AND lastly, stop filthing the streets and environment with your butts. Should be an on the spot fine for throwing cigarette butts on the ground. For some reason smokers think its ok and not rubbish, well it is, the rest of us think it is and so does the environment and all its animal inhabitants.

Try walking along any city footpath and see if you can take 5 steps only without seeing a butt. What a sad disgusting world we live in.

Smokers are all suckers to tobacco companies. If you cal let someone convince you to pay money to injest something that is disgusting and dangerous to you health, then you are just simply an idiot.


----------



## noirua (9 October 2006)

Nicks said:
			
		

> We all know that the governments are hypocrites. They will do whatever they can to get tax, and fuel and cigarettes get a lot of tax.
> 
> Regardless smoking is disgusting and a personal intrusion on my health.
> 
> ...





I agree with what you say, but try taking 5 steps without seeing a car. Asthma is said to have grown in numbers rapidly as car use has increased and smoking reduced.


----------



## Nicks (9 October 2006)

noirua said:
			
		

> I agree with what you say, but try taking 5 steps without seeing a car. Asthma is said to have grown in numbers rapidly as car use has increased and smoking reduced.

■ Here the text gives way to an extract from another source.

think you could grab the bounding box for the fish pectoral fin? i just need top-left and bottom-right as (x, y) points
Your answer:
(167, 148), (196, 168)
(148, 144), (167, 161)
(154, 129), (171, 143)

Young women are taking up smoking more than ever. (and to all the young women, it is a big turn off)


----------



## Bloveld (9 October 2006)

Nicks said:
			
		

> Try walking along any city footpath and see if you can take 5 steps only without seeing a butt. What a sad disgusting world we live in.




Hey you should take up smoking.
It would cheer you up a bit an might even get you off this world a bit sooner. Since you hate it so much.


----------



## Happy (9 October 2006)

noirua said:
			
		

> All very well and good Happy, however, one of the biggest polluters are those who use aircraft. A family taking a return trip, about 1,000 miles total, their share of pollution equates to between 30% and 50% of the average families pollution from electricity and gas for a whole year.
> 
> Families that have from 2 to 5 cars, using petrol or diesel, are equally as deadly as smokers.
> 
> So, fair enough, reducing smoking is a great idea, but many Governments are the greater hypocrites and exaggerators in what they front to have been achieved by a smoking ban.




To argue about somebody choking up with cigarette smoke at the hospital entry with smoke produced by big jumbo jets is complimentary rather than excusionary.

Pollution is multilevel and I wouldn’t like to wait for my gulp of fresh air at the hospital entry after all other polluters are stopped.


I have had a number of fruitless discussions on right of those who chose to smoke against rights of those to who would prefer cigarette smoke free air.


----------



## Nicks (9 October 2006)

Bloveld said:
			
		

> Hey you should take up smoking.
> It would cheer you up a bit an might even get you off this world a bit sooner. Since you hate it so much.




So smoking cheers you up. Good on you.

Let me clarify eariler statement - I think the world is great, would be better without cigarette butts. If you disagree i'd be curious to hear your argument.


----------



## professor_frink (9 October 2006)

I better give up smoking then. I Don't want to interfere with everyone breathing in smog.


----------



## krisbarry (9 October 2006)

This thread has only just started and its getting ugly already


----------



## Milk Man (9 October 2006)

Smoking should be made illegal completely because its the work of the devil and those who do it are witches.

We should also ban all cars with more than 100hp and run on petrol (yuck!) and only electric cars should be allowed.

Loud music should banned because it hurts my ears and is obviously the work of the devil also.

Sharp knives longer than 1 inch should be banned because someone could hurt their-wittle-self.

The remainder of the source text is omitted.